Jarrow, who spent 54 years as a nurse in various specialties before retiring as a nurse educator at Lehigh Carbon Community College, said as society president, she has many goals but maintaining awareness of “this beautiful Carpatho Rusyn heritage” is primary. And it’s personal to her.

“When I say I am Carpatho Rusyn, I would like positive acknowledgement of my culture. I am not Ukrainian. I am not Slovak. I am not Russian. I am not Polish. I am Rusyn,” Jarrow said. “Education is the key to understanding, and in that area the society is opening more and more doors for those who wish to learn. Who are we? Genealogy brings in another dimension, and this is an area of expansion. We hope to help others learn of their Rusyn roots.”

Righetti has immersed himself in his heritage for decades, dedicating much of his life and career to the society and other similar organizations and educational projects. He’s traveled abroad often, led trips and maintained contacts with relatives in the Carpatho-Rusyn region, including cousins in Ukraine. He has one 26-year-old cousin serving in the Ukraine military on the front lines and knows how relatives struggle with money when the price of a loaf of bread there has surged 400%.

One example: He and another person started the North American Consortium of Carpatho-Rusyn Organizations, encompassing Canada and the U.S. It met monthly and started to do a lot of work in Washington, D.C., making progress toward governments recognizing Carpatho Rusyn people in Europe. 

“It’s a really emotional thing for me,” he said, struggling to find the words to express himself. “If you think about what our people lived like here and in Europe, people actively working to eliminate us as a culture. The fact that this building is going to be here forever and ever [is amazing].” 

He said the center’s major renovation and the Cleveland chapter’s community garden project are key. The garden is set in a wooded glade sloping down to the lower boulevard and a sandstone terrace with parapets of brick and stone.

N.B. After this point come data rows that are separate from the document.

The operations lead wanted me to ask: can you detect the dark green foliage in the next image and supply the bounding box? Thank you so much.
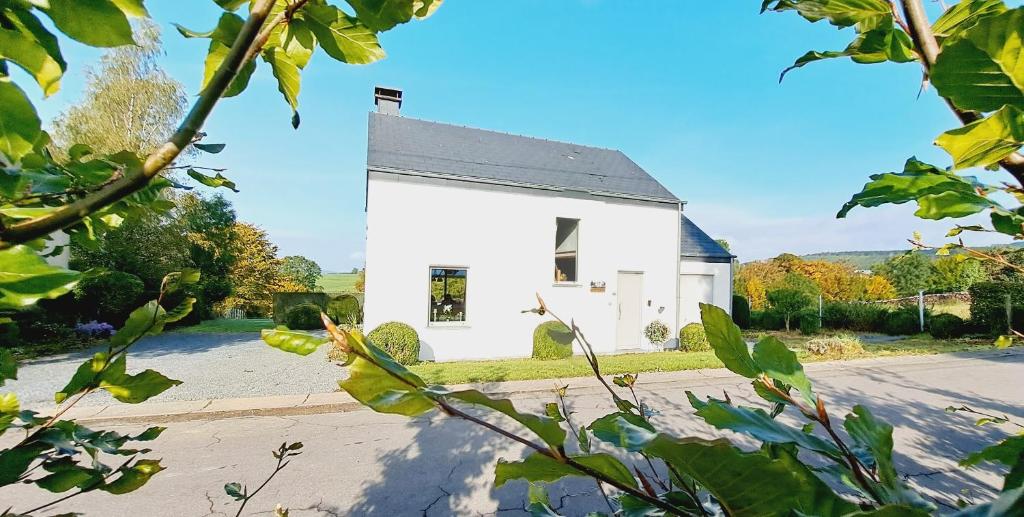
[873,253,933,296]
[283,303,322,330]
[678,323,710,352]
[969,281,1024,334]
[732,295,751,329]
[74,271,145,325]
[799,310,820,335]
[751,309,786,331]
[929,313,966,339]
[821,302,888,332]
[532,321,573,360]
[766,288,812,331]
[882,307,922,335]
[327,294,361,325]
[368,322,420,365]
[272,292,328,324]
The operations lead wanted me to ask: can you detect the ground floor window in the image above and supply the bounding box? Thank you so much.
[429,267,467,324]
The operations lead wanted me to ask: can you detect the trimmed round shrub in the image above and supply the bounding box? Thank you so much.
[368,321,420,365]
[806,334,865,358]
[532,321,573,360]
[644,320,670,345]
[882,307,922,335]
[73,271,144,325]
[732,295,751,329]
[929,313,966,339]
[284,303,322,330]
[799,310,820,335]
[327,294,361,325]
[678,323,710,352]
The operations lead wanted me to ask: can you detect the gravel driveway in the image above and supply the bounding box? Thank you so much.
[7,332,343,408]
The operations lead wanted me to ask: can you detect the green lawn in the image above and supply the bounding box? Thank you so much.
[171,318,275,334]
[317,273,360,293]
[408,333,1000,385]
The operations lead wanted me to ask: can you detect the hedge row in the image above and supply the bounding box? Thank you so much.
[968,281,1024,335]
[748,301,939,336]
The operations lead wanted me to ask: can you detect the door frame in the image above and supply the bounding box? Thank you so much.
[615,270,644,350]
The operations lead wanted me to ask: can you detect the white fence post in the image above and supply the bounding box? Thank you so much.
[1006,293,1013,334]
[918,290,925,333]
[818,294,823,325]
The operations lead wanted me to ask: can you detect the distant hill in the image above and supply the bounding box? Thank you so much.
[801,243,1024,270]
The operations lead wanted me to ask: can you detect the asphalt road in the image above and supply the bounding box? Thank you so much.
[7,332,341,408]
[3,350,1022,516]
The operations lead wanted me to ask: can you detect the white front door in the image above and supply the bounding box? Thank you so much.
[616,272,644,350]
[679,273,714,325]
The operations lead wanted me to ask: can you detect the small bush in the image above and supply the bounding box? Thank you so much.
[968,281,1024,335]
[678,323,710,352]
[74,271,145,325]
[759,310,786,331]
[368,322,420,365]
[284,303,323,330]
[644,320,670,345]
[532,321,573,360]
[732,295,751,329]
[806,334,865,358]
[882,307,922,335]
[822,302,887,332]
[929,313,966,339]
[327,295,361,325]
[799,310,820,335]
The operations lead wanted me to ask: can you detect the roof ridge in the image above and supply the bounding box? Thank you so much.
[369,111,623,153]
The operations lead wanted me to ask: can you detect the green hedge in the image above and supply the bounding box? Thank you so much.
[821,302,887,332]
[73,271,144,325]
[929,313,966,339]
[969,281,1024,335]
[882,307,922,335]
[678,323,710,352]
[532,321,573,360]
[732,295,751,329]
[327,294,361,325]
[272,292,328,324]
[799,310,820,335]
[368,322,420,365]
[284,303,322,330]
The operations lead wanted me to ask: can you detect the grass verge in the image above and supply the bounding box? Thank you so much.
[408,333,1001,385]
[171,318,275,334]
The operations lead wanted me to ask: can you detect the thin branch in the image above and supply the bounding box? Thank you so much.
[0,0,281,248]
[233,451,295,517]
[20,455,135,515]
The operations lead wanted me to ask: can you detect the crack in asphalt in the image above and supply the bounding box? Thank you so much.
[421,458,464,516]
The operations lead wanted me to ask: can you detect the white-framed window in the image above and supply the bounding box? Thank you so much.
[555,218,579,283]
[429,267,468,325]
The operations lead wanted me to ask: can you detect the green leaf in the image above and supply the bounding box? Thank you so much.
[932,7,1024,112]
[526,483,559,516]
[950,486,1024,516]
[838,157,995,220]
[262,47,301,127]
[110,0,149,17]
[0,392,19,436]
[100,459,164,494]
[771,445,861,516]
[35,464,103,493]
[344,0,418,32]
[163,296,196,324]
[262,327,329,355]
[962,434,1024,466]
[175,12,243,44]
[936,105,1024,170]
[752,336,815,406]
[844,405,925,506]
[42,0,134,48]
[110,300,168,349]
[193,143,226,154]
[0,27,65,96]
[700,303,761,378]
[761,0,891,28]
[0,245,80,310]
[781,18,915,80]
[215,0,249,10]
[337,330,434,416]
[587,412,656,452]
[98,355,181,404]
[644,435,804,515]
[0,442,47,485]
[686,392,843,461]
[188,169,238,191]
[279,18,316,69]
[0,349,16,386]
[202,41,256,98]
[55,352,109,404]
[995,334,1014,348]
[304,2,386,65]
[0,80,42,162]
[494,451,636,489]
[447,389,566,448]
[932,0,1006,38]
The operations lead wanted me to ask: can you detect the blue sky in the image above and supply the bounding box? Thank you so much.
[31,1,1017,271]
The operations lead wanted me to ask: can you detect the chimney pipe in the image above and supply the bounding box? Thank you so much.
[374,86,402,115]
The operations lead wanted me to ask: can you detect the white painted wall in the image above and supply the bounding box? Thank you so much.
[677,260,733,327]
[363,171,682,362]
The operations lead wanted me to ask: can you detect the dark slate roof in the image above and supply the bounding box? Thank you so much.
[367,112,679,203]
[680,215,734,262]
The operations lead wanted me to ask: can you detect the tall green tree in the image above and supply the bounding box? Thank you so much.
[221,222,287,317]
[279,255,321,292]
[931,255,987,292]
[873,253,933,296]
[50,20,187,157]
[178,193,237,320]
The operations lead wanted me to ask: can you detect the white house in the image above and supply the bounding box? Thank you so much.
[362,87,733,362]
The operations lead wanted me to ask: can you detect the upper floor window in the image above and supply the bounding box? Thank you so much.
[429,267,467,324]
[555,218,579,283]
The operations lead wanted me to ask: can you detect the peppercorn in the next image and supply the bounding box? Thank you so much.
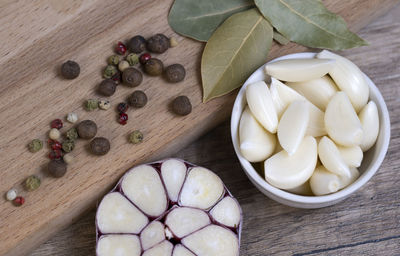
[170,37,178,47]
[172,96,192,116]
[50,140,62,150]
[25,175,41,191]
[144,58,164,76]
[61,60,80,79]
[13,196,25,206]
[66,127,79,141]
[90,137,110,155]
[99,99,111,110]
[103,65,118,79]
[146,34,170,53]
[63,154,73,164]
[118,112,128,125]
[62,140,75,153]
[98,79,116,96]
[126,53,139,66]
[77,120,97,139]
[116,41,127,55]
[6,189,17,201]
[49,128,61,140]
[111,70,122,85]
[117,102,129,113]
[128,90,147,108]
[139,53,151,65]
[122,67,143,87]
[85,99,99,111]
[108,55,120,65]
[164,64,186,83]
[48,159,67,178]
[128,35,146,53]
[129,130,143,144]
[49,149,62,160]
[28,139,43,153]
[66,112,78,123]
[118,60,130,72]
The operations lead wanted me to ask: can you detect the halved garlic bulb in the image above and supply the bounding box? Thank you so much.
[318,136,351,178]
[325,92,363,146]
[246,81,278,133]
[239,106,276,162]
[265,58,335,82]
[337,145,363,168]
[317,50,369,112]
[310,165,341,196]
[359,101,380,151]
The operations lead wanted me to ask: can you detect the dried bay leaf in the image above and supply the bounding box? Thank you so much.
[168,0,254,42]
[273,30,290,45]
[202,9,273,102]
[255,0,368,50]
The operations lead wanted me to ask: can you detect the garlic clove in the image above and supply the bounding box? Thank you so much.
[309,165,341,196]
[325,92,363,146]
[246,81,278,133]
[286,75,338,111]
[97,235,141,256]
[239,106,276,162]
[161,159,187,202]
[210,196,241,228]
[142,240,173,256]
[165,207,211,238]
[278,100,310,155]
[318,136,351,178]
[173,244,196,256]
[359,101,380,151]
[264,136,317,189]
[285,180,313,196]
[265,58,335,82]
[338,167,360,189]
[317,50,369,112]
[306,103,327,137]
[337,145,363,168]
[140,221,166,251]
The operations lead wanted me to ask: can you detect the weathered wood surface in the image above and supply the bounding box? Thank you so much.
[0,0,399,255]
[30,4,400,255]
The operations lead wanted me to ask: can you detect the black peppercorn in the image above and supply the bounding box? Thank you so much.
[61,60,80,79]
[48,159,67,178]
[164,64,186,83]
[128,90,148,108]
[98,79,117,96]
[76,120,97,139]
[122,67,143,87]
[144,58,164,76]
[146,34,170,53]
[127,35,147,53]
[90,137,110,155]
[172,96,192,116]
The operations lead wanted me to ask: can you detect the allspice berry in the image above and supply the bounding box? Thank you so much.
[128,90,148,108]
[128,35,146,53]
[122,67,143,87]
[144,58,163,76]
[172,96,192,116]
[164,64,186,83]
[61,60,80,79]
[98,79,116,96]
[90,137,110,155]
[48,160,67,178]
[77,120,97,139]
[146,34,170,53]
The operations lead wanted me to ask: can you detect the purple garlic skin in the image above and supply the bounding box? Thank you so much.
[96,158,242,256]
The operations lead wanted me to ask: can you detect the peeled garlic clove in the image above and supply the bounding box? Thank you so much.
[286,76,338,111]
[310,165,341,196]
[97,235,141,256]
[278,100,309,155]
[318,136,351,178]
[306,104,327,137]
[325,92,363,146]
[246,81,278,133]
[285,181,313,196]
[264,136,317,189]
[317,50,369,112]
[339,167,360,190]
[359,101,380,151]
[337,145,363,168]
[239,106,276,162]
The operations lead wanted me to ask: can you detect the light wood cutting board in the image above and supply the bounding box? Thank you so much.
[0,0,398,255]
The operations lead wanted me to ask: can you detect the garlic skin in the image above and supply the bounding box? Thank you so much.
[317,50,369,112]
[359,101,380,152]
[286,75,338,111]
[239,107,276,162]
[264,136,317,190]
[337,145,363,168]
[325,92,363,146]
[277,100,309,155]
[318,136,351,178]
[310,165,341,196]
[338,167,360,189]
[246,81,278,133]
[265,58,335,82]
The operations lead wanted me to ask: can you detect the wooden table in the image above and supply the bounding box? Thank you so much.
[28,4,400,256]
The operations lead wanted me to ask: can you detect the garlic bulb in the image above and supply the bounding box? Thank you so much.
[359,101,380,151]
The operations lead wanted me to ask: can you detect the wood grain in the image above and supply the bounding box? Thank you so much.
[0,0,398,255]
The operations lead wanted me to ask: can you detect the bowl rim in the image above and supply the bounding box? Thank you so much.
[230,52,391,205]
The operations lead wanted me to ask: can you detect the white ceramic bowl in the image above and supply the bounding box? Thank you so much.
[231,52,391,208]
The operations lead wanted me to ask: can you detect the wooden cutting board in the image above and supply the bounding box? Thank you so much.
[0,0,398,255]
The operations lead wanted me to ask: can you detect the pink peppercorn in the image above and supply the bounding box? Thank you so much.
[117,102,129,113]
[51,141,62,150]
[116,41,127,55]
[139,53,151,65]
[14,196,25,206]
[51,119,63,129]
[49,149,62,160]
[118,112,128,125]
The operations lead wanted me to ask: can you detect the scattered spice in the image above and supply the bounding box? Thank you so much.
[49,128,61,140]
[77,120,97,139]
[50,140,62,150]
[48,159,67,178]
[170,37,178,47]
[172,96,192,116]
[49,149,62,160]
[108,55,120,65]
[122,67,143,87]
[28,139,43,153]
[117,102,129,113]
[129,130,143,144]
[51,119,63,129]
[103,65,118,79]
[115,41,127,55]
[66,127,79,141]
[99,99,111,110]
[111,70,122,84]
[139,53,151,65]
[146,34,170,53]
[118,112,128,125]
[63,154,73,164]
[62,140,75,153]
[90,137,110,155]
[164,64,186,83]
[66,112,78,123]
[61,60,80,79]
[25,175,41,191]
[128,90,147,108]
[85,99,99,111]
[13,196,25,206]
[6,189,17,201]
[128,35,146,53]
[118,60,130,72]
[98,79,116,96]
[144,58,164,76]
[126,53,139,66]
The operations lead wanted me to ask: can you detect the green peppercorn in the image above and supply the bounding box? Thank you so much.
[62,140,75,153]
[108,55,120,65]
[66,127,78,141]
[144,58,163,76]
[85,99,99,111]
[129,130,143,144]
[25,175,41,191]
[126,53,139,66]
[103,65,118,79]
[28,139,43,153]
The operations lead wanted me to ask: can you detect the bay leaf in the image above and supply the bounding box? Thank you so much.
[202,9,273,102]
[255,0,368,50]
[168,0,254,42]
[273,30,290,45]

The high and low levels are reminiscent of the Carpathian Mountains in Central Europe that was the homeland of many Rusyns, according to the website, with Carpathian walnut and pine trees common there. A committee erected a new bust of Dukhnovych — a name anglicized to Alexander Duchnovich — in 2011, replacing a prior one that had been lost in the 1970s. Etched on the front is his famous phrase, “I was, am and always will be a Rusyn.”  

“Long after we’re gone, they are going to be there. I want my grandchildren and your grandchildren to be taken there and learn,” Righetti said. “In 2004 we didn’t know there would light at the end of tunnel. Now there’s light at the end of the tunnel.”